The Elders came, they listened, and now they are recommending how to bring lasting peace to Darfur.

Drawing on lessons learned from an October trip to Sudan's restive southern and Darfur regions, a group of retired statesmen – South African Archbishop Desmond Tutu, former US President Jimmy Carter, former Mozambique Minister of Education Graça Machel, and former UN Special Envoy and Nobel Laureate Lakhdar Brahimi – this week issued a report calling for rebel groups to participate in peace talks, for the government of Sudan to honor past peace treaties, and for the international community to give the money and manpower to a peacekeeping force that is struggling for credibility.

"We felt a moral imperative ... to protect the people who are so vulnerable and to make our contribution to the promotion of peace," said Mr. Tutu in a teleconference held Tuesday to announce the group's new report. "Our primary goal is to amplify the voices of people who are not normally heard. Peace is possible if we take action now."

The Elders, a group of 13 men and women, was formed by former South African President Nelson Mandela and his wife, Graça Machel, earlier this year. They're supported by a group of private businessmen, including Virgin Air CEO Richard Branson, and foundations.

There were skeptics aplenty when the Elders announced earlier this year plan to take on the world's knottiest problems, starting with Darfur. Some felt, and still feel, that the intrusion of yet another peace initiative may complicate matters and give Darfur's warring parties another excuse to postpone cooperation. Yet with the current peace process in Darfur stalled – and few hopes of getting either the rebels or the government to the table in the near future – many experts hailed the Elders' initiative as a chance to break the impasse.

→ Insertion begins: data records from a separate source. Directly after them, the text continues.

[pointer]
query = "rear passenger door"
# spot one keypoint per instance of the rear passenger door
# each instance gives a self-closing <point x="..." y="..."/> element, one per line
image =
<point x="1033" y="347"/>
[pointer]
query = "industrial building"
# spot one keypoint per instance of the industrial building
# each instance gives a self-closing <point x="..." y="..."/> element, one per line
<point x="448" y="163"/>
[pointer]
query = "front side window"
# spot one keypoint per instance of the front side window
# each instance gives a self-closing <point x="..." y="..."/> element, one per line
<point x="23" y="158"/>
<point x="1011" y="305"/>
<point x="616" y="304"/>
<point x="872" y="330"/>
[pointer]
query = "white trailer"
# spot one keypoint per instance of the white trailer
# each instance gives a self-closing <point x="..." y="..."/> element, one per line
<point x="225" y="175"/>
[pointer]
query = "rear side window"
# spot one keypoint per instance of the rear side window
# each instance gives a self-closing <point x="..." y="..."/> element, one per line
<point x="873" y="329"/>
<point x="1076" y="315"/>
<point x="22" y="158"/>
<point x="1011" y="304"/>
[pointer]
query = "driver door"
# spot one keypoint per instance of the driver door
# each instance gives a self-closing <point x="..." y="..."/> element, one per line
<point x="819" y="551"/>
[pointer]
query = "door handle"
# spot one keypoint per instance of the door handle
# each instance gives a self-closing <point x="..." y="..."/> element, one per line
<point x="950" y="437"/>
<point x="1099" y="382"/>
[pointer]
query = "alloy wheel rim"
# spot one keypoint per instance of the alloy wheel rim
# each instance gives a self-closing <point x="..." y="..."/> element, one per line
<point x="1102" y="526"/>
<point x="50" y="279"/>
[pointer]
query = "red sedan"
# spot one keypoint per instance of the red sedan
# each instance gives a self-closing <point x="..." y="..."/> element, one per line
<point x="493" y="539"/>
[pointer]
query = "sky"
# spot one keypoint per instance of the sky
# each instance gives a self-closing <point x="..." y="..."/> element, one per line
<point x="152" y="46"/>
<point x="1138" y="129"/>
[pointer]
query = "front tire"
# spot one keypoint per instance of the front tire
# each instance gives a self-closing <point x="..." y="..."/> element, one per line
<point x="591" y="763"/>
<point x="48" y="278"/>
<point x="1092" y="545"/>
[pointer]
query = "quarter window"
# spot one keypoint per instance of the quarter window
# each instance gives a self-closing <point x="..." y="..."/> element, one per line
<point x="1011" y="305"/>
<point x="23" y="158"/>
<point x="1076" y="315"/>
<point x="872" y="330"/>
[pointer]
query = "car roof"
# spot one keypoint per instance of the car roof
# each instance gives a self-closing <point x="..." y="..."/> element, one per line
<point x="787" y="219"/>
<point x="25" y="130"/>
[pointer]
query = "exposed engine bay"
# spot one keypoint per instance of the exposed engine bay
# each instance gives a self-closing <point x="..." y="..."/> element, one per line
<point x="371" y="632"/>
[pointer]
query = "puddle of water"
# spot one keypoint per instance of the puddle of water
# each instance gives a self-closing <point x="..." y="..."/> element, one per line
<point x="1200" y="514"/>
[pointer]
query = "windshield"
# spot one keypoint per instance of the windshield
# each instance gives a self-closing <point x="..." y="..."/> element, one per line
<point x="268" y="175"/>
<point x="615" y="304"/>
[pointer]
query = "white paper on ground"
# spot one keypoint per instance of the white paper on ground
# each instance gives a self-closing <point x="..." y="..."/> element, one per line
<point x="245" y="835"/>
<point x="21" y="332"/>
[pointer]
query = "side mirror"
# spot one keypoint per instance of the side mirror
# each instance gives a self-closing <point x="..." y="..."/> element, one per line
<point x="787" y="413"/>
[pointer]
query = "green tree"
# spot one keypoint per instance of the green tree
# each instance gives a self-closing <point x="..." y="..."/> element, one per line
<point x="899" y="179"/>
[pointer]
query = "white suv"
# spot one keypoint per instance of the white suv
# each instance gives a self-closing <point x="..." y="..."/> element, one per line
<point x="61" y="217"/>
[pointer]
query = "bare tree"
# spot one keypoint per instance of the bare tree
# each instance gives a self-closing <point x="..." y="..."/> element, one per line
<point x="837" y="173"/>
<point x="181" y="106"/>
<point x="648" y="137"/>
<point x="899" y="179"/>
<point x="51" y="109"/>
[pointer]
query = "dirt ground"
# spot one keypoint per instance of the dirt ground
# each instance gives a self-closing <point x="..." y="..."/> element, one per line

"The Elders have a unique contribution to make to the world," says John Prendergast, executive director of the Enough Project, a Washington-based advocacy group formed last year to "end genocide and crimes against humanity." "They have a moral gravitas and a clarity of voice that would be heard and heeded at this moment in history.

"With no real leadership from the United Nations, the African Union, and the United States, the Elders could and should provide a compass toward a solution," Mr. Prendergast adds. "The absence of that voice guarantees further deterioration in Darfur, and risks a return to war in the South."

The recommendations issued in the Elders' report, "Bringing Hope, Forging Peace," call for:

• An immediate cease-fire, by the government and its janjaweed militias, and the many rebel groups.

• International assistance for a national census, to allow the promised 2009 elections to be considered fair and representative.

• Rapid deployment of a mainly African peacekeeping force, along with the international funding and logistical support to make that peacekeeping force credible.

• An end to attacks on humanitarian aid groups working with displaced people.